Jeff.—Now let’s see. Yes, Myra, write down this: “Answering your letter of the third instant . . . (click, click of the typewriter—and snip, snip, snip of the scissors—all the sounds together.) I beg leave to state (click—snip) that I am authorized to offer you shares in the Cuban Land Company . . . etc., etc.”

[As Jeff dictates with his eye on the letter, he clips wildly and rapidly into the customer’s hair without looking at it. Myra writing full speed—and the scissors flying.]

Andy (who has been looking out of the window.)—I think I see Mr. Harstone and Mr. Slyde coming down street, Mr. Thorpe.

Jeff.—Is that so? Mr. Harstone and Mr. Slyde—here——(taking customer by the arm and leading him out of the chair to the side door). You see down there where that sign is—well, that’s another barber shop—Hillis’s—here—here’s a dollar—go and get your hair cut—and get a shave—get a shampoo—get anything—Andy, take him out and show him.
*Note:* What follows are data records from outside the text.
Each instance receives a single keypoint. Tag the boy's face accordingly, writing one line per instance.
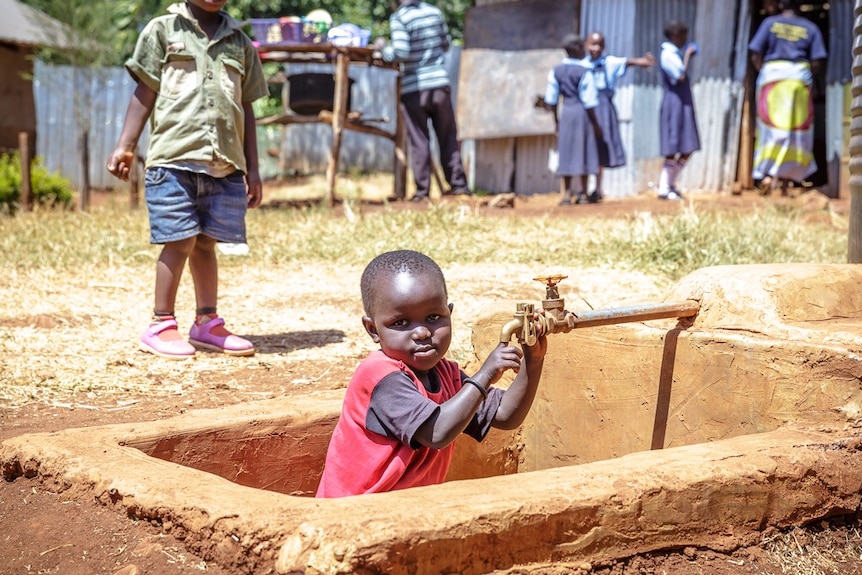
(679, 38)
(209, 5)
(595, 46)
(411, 320)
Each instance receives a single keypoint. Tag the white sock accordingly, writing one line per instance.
(678, 166)
(665, 180)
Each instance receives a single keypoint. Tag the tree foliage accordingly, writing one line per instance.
(111, 27)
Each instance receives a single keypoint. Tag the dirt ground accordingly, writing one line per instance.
(46, 530)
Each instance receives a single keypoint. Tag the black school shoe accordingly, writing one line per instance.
(583, 199)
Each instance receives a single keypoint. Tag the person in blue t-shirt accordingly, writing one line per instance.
(607, 71)
(787, 50)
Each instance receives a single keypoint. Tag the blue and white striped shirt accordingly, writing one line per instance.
(419, 37)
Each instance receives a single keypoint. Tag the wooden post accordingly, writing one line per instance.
(26, 180)
(854, 234)
(399, 166)
(339, 113)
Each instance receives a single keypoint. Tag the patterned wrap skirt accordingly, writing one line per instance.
(784, 141)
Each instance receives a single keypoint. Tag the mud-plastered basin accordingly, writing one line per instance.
(644, 436)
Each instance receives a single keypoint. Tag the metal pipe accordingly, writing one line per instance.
(593, 318)
(526, 325)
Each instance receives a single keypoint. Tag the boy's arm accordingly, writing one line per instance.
(140, 106)
(456, 413)
(518, 399)
(252, 176)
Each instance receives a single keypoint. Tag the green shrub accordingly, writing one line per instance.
(48, 189)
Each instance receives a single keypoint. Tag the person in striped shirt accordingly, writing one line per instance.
(419, 39)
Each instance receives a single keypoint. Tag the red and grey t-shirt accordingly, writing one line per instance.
(372, 448)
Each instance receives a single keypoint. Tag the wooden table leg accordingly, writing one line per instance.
(339, 114)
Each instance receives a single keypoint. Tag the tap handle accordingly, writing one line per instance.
(551, 282)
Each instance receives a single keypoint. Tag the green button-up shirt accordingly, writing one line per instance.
(198, 117)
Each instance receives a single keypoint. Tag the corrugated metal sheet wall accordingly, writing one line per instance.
(105, 96)
(632, 27)
(102, 96)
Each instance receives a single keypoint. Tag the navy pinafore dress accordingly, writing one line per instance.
(576, 141)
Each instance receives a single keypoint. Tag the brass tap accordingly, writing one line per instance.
(528, 323)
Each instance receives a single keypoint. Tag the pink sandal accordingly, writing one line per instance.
(202, 337)
(172, 347)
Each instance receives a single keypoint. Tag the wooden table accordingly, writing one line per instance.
(340, 119)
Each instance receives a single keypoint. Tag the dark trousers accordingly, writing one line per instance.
(434, 105)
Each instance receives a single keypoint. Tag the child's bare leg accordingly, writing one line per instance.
(203, 265)
(566, 190)
(209, 331)
(169, 271)
(162, 336)
(598, 190)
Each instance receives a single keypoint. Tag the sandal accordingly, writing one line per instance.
(212, 336)
(162, 338)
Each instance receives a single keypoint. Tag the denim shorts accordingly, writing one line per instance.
(183, 204)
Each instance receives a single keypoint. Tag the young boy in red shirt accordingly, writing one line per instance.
(406, 403)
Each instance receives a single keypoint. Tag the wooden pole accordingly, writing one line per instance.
(26, 179)
(400, 161)
(854, 234)
(339, 113)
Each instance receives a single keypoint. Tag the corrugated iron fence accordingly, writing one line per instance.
(68, 99)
[Exit Andy and customer through the side door.]

Myra.—If they’re coming, I’ll take my work in here, father.

[Exit Myra.]

[Then through the front door, enter Harstone and Slyde.]

Harstone (well dressed, smooth shaven, face hard as flint, a gentleman criminal, suggestive of recklessness and nerve).—Good morning, Mr. Thorpe.

Jeff.—Good morning, gentlemen.

Slyde.—Good morning.

[Shaking hands with Jeff.]

Harstone.—A fine day, Mr. Thorpe—another glorious day—a lot of sunshine you get in Mariposa.

Jeff.—Lots of it—no place like Mariposa for sunshine.

Harstone.—That’s right. But we’ve got to get you out of it all the same. We want you in New York. Men like you are all too scarce in New York. Aren’t they, Slyde?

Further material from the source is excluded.